7. Begin the greatest untangling operation since Watergate. Induce Congress (an admittedly hopeless bunch, whose membership more and more resembles the idiotic Senator Iselin in The Manchurian Candidate) to investigate the connection between the think tanks, their “defense” contractor contributors, public relations firms like Hill & Knowlton or the Benador Group, foreign agents of influence, and the Federal Government. Much as the mid-1930s Nye Committee unveiled the relationships between government boards, munitions trusts, financiers, and British propagandists, such an investigation would reveal how a gullible public was led into the quicksand of the Middle East for the sake of yet another “war to end all wars.”

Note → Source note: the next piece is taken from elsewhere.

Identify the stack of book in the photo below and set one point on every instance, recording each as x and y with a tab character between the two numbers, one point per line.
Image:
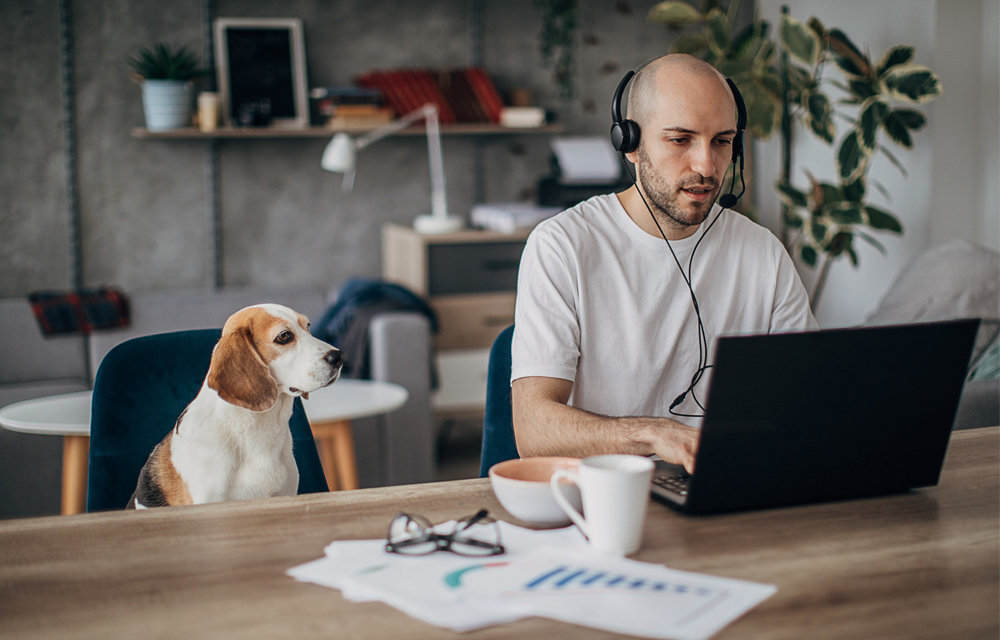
347	107
461	95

(1) The incumbent JCS chairman, GEN Richard Meyers, is on record making one of the most astounding statements of any public figure in our Nation’s history: “The goal has never been to get bin Laden.” (interview on “Novak, Hunt & Shields,” CNN, 5 April 2002). The relative obscurity of this statement is astonishing , given that our political class is obsessed with relative trivia such as President Clinton’s “I did not have sex with this woman,” or President George H.W. Bush’s “read my lips.” Chalk it up to 50 years of television and bad government schooling.

(2) See, e.g., the U.S. Army Corps of Engineers’ web site for contract details. Heavy web site traffic may result in the information’s being sanitized. The same information, however, is provided in the following: “Halliburton’s Deals Greater Than Thought,” The Washington Post, 28 August 2003, Page A1.